Run the LoRA post-training using one of the following configurations:

#### Using Text Caption Format
```bash
torchrun --nproc_per_node=8 scripts/train.py \
  --config=cosmos_predict2/_src/predict2/configs/video2world/config.py -- \
  experiment=predict2_lora_training_2b_cosmos_nemo_assets_txt
```

#### Using JSON Caption Format
```bash
# Auto-select first available prompt type (default)
torchrun --nproc_per_node=8 scripts/train.py \
  --config=cosmos_predict2/_src/predict2/configs/video2world/config.py -- \
  experiment=predict2_lora_training_2b_cosmos_nemo_assets_json
```

Checkpoints are saved to:
- Text format: `${IMAGINAIRE_OUTPUT_ROOT}/cosmos_predict_v2p5/video2world_lora/2b_cosmos_nemo_assets_lora/checkpoints`
- JSON format: `${IMAGINAIRE_OUTPUT_ROOT}/cosmos_predict_v2p5/video2world_lora/2b_cosmos_nemo_assets_json_lora/checkpoints`


**Note**: By default, `IMAGINAIRE_OUTPUT_ROOT` is `/tmp/imaginaire4-output`. We strongly recommend setting `IMAGINAIRE_OUTPUT_ROOT` to a location with sufficient storage space for your checkpoints.

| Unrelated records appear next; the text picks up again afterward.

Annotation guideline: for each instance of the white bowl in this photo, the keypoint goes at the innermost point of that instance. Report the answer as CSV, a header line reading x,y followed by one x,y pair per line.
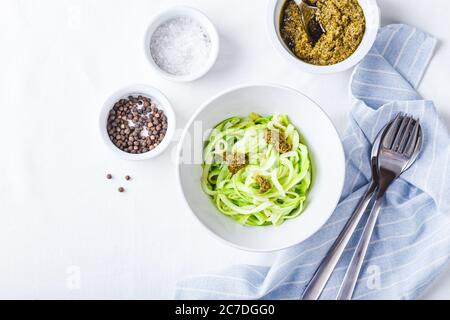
x,y
161,102
321,137
204,21
372,15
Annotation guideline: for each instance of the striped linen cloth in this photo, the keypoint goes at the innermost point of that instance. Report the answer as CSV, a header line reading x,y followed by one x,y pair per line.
x,y
411,243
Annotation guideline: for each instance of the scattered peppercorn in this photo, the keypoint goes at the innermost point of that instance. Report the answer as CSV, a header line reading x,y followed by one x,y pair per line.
x,y
135,125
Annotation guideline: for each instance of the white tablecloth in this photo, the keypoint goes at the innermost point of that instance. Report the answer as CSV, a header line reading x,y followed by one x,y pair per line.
x,y
65,231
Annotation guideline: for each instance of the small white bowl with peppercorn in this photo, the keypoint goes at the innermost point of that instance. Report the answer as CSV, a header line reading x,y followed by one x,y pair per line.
x,y
137,122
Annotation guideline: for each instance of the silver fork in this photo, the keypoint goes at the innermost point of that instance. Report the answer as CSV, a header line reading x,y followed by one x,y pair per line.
x,y
398,151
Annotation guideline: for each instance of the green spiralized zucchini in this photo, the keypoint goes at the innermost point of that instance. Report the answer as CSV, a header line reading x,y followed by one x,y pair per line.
x,y
271,182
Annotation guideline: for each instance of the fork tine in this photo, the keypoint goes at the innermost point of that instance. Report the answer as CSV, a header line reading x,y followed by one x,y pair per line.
x,y
413,139
406,135
392,131
400,133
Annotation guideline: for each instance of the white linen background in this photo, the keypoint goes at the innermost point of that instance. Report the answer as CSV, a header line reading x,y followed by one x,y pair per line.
x,y
59,217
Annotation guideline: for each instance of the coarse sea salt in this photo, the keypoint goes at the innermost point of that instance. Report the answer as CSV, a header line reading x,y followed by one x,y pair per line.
x,y
180,46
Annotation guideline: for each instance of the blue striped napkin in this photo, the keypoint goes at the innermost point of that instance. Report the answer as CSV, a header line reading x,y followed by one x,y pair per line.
x,y
411,242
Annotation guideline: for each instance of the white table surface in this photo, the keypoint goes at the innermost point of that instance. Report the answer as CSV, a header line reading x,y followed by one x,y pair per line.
x,y
65,231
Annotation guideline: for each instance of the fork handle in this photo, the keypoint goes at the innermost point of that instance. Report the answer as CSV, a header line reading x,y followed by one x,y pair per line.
x,y
323,273
351,276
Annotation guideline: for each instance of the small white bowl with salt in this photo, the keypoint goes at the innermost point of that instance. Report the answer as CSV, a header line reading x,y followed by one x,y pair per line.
x,y
182,44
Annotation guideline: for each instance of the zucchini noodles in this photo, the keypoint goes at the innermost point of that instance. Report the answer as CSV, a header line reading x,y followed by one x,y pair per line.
x,y
256,170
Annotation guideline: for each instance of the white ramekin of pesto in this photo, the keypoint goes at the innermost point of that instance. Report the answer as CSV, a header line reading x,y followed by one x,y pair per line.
x,y
350,29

## 3. Inference with LoRA Post-trained checkpoint

### 3.1 Converting DCP Checkpoint to Consolidated PyTorch Format

Since the checkpoints are saved in DCP format during training, you need to convert them to consolidated PyTorch format (.pt) for inference. Use the `convert_distcp_to_pt.py` script:

```bash
# Get path to the latest checkpoint
CHECKPOINTS_DIR=${IMAGINAIRE_OUTPUT_ROOT:-/tmp/imaginaire4-output}/cosmos_predict_v2p5/lora/2b_cosmos_nemo_assets_lora/checkpoints
CHECKPOINT_ITER=$(cat $CHECKPOINTS_DIR/latest_checkpoint.txt)
CHECKPOINT_DIR=$CHECKPOINTS_DIR/$CHECKPOINT_ITER

# Convert DCP checkpoint to PyTorch format
python scripts/convert_distcp_to_pt.py $CHECKPOINT_DIR/model $CHECKPOINT_DIR
```

This conversion will create three files:

- `model.pt`: Full checkpoint containing both regular and EMA weights
- `model_ema_fp32.pt`: EMA weights only in float32 precision
- `model_ema_bf16.pt`: EMA weights only in bfloat16 precision (recommended for inference)

### 3.2 Running Inference

After converting the checkpoint, you can run inference with your post-trained model using a JSON configuration file that specifies the inference parameters.

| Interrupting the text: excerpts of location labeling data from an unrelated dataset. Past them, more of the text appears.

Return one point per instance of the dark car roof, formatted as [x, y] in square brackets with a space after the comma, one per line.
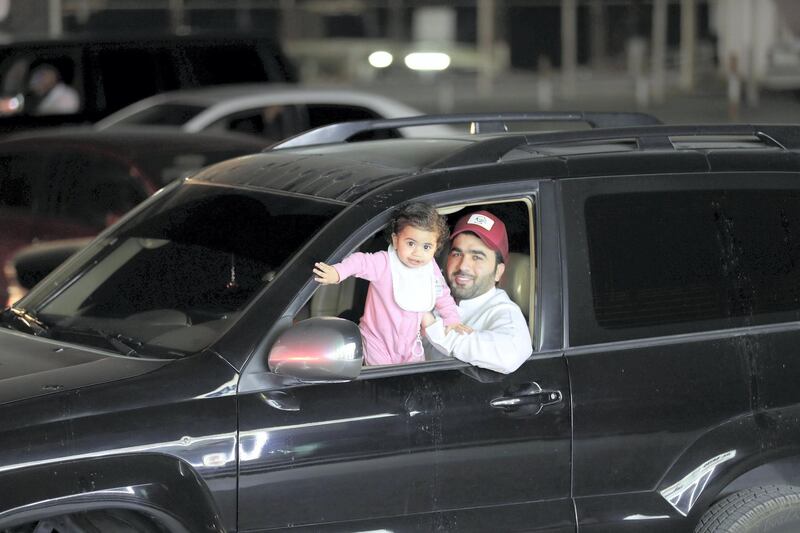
[160, 154]
[342, 172]
[348, 171]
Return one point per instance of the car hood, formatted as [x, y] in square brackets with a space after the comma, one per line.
[32, 366]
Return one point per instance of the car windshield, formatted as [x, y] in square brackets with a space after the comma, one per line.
[171, 279]
[163, 115]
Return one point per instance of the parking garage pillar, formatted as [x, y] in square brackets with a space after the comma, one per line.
[658, 57]
[486, 34]
[569, 46]
[688, 43]
[598, 31]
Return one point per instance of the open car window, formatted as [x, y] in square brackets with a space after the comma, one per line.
[346, 299]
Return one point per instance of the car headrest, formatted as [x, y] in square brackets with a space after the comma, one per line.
[516, 281]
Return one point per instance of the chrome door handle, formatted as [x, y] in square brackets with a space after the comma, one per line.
[531, 395]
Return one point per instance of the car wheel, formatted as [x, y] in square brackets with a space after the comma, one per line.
[767, 509]
[116, 520]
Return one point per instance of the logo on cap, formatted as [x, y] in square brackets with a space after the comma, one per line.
[482, 221]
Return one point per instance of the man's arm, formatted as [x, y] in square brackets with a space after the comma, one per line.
[501, 344]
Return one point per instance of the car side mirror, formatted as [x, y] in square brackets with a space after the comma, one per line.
[318, 350]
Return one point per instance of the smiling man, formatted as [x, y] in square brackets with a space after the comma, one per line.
[500, 339]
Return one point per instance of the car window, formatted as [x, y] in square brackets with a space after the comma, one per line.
[346, 299]
[679, 261]
[164, 115]
[174, 276]
[232, 63]
[21, 180]
[130, 74]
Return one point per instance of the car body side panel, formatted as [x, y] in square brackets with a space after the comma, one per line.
[184, 411]
[150, 483]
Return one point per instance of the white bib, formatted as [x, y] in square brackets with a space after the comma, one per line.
[414, 288]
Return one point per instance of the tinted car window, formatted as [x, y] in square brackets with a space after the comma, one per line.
[673, 262]
[175, 275]
[213, 64]
[93, 190]
[19, 179]
[165, 114]
[132, 74]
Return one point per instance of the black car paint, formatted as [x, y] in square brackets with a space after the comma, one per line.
[643, 414]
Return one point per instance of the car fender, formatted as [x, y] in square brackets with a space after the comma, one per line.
[159, 486]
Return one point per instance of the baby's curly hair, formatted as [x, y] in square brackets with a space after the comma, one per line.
[421, 215]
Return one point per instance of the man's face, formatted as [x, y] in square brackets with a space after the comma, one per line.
[472, 267]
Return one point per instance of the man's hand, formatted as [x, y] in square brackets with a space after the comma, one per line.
[325, 274]
[461, 329]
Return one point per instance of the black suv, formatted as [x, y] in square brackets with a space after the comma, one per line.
[185, 373]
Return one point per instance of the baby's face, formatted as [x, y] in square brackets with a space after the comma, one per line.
[415, 247]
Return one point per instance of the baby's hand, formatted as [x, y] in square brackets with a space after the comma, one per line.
[428, 319]
[325, 274]
[461, 329]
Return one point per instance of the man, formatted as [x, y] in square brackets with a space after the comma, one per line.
[500, 339]
[54, 97]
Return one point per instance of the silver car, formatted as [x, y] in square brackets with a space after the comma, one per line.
[271, 111]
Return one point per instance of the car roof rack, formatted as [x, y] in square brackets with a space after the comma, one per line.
[479, 123]
[659, 137]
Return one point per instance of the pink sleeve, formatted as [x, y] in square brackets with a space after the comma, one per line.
[445, 304]
[362, 265]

The model can be either run from command-line as outlined below or from IPython notebooks:
* [inference notebook single GPU](../examples/notebook/inference.ipynb)
* [inference notebook multi-GPU with server](../examples/notebook/inference_with_server.ipynb)

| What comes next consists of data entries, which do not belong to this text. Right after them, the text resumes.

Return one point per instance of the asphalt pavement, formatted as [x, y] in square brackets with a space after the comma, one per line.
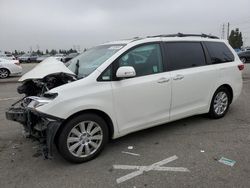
[195, 144]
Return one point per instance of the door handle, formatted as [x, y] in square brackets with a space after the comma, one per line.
[163, 80]
[178, 77]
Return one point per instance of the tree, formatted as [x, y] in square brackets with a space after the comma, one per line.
[235, 38]
[53, 52]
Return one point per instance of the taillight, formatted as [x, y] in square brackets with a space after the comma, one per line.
[241, 66]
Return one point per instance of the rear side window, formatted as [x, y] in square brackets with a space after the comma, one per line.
[145, 59]
[219, 52]
[184, 55]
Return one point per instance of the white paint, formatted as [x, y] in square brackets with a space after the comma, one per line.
[10, 98]
[140, 169]
[135, 154]
[130, 147]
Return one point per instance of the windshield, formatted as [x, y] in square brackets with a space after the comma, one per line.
[85, 63]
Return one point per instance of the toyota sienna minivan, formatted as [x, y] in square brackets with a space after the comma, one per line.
[124, 86]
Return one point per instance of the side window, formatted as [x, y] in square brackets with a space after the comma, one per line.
[184, 55]
[219, 52]
[106, 75]
[145, 59]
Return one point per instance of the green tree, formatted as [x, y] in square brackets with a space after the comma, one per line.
[235, 38]
[53, 52]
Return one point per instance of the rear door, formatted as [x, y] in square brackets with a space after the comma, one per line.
[192, 79]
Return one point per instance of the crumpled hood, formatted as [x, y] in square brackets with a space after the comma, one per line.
[49, 66]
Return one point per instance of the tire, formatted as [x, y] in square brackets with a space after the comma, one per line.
[75, 141]
[220, 103]
[243, 59]
[4, 73]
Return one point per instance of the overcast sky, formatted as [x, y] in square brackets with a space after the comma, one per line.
[62, 24]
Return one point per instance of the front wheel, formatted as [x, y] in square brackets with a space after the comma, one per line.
[243, 59]
[4, 73]
[83, 138]
[220, 103]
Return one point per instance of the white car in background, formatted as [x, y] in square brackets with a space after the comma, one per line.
[7, 56]
[60, 57]
[9, 68]
[125, 86]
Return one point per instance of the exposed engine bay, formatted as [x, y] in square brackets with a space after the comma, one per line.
[39, 86]
[39, 126]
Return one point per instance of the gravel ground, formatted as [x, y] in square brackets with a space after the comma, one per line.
[198, 142]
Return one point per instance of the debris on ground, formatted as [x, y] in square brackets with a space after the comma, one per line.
[130, 147]
[129, 153]
[226, 161]
[15, 146]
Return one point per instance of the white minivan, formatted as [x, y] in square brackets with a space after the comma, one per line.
[124, 86]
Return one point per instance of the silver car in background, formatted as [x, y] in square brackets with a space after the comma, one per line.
[9, 68]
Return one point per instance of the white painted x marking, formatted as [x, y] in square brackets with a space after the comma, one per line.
[140, 169]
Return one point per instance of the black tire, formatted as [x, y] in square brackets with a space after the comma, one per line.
[4, 73]
[243, 59]
[62, 143]
[213, 112]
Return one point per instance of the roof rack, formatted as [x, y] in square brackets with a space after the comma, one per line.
[186, 35]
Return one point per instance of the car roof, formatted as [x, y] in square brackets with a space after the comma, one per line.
[170, 37]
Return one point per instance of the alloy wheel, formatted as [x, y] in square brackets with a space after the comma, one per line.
[220, 103]
[4, 73]
[84, 139]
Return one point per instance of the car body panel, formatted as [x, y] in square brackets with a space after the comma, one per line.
[140, 102]
[10, 65]
[49, 66]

The model can be used for any generation mode. Simply use the appropriate JSON configuration with the corresponding experiment:

```bash
# Using Text format checkpoint
# Text2World generation (0 conditional frames)
torchrun --nproc_per_node=8 examples/inference.py \
  -i assets/text2world_prompts.json \
  -o outputs/text2world \
  --checkpoint-path $CHECKPOINT_DIR/model_ema_bf16.pt \
  --experiment predict2_lora_training_2b_cosmos_nemo_assets_txt

# Using JSON format checkpoint
# Text2World generation (0 conditional frames)
torchrun --nproc_per_node=8 examples/inference.py \
  -i assets/text2world_prompts.json \
  -o outputs/text2world \
  --checkpoint-path $JSON_CHECKPOINT_DIR/model_ema_bf16.pt \
  --experiment predict2_lora_training_2b_cosmos_nemo_assets_json
```

The model automatically detects the generation mode based on the input:
- Provide text only → Text2World generation
- Provide 1 image frame → Image2World generation
- Provide 2+ video frames → Video2World generation

Generated videos will be saved to the output directory.

For more inference options and advanced usage, see [docs/inference.md](./inference.md).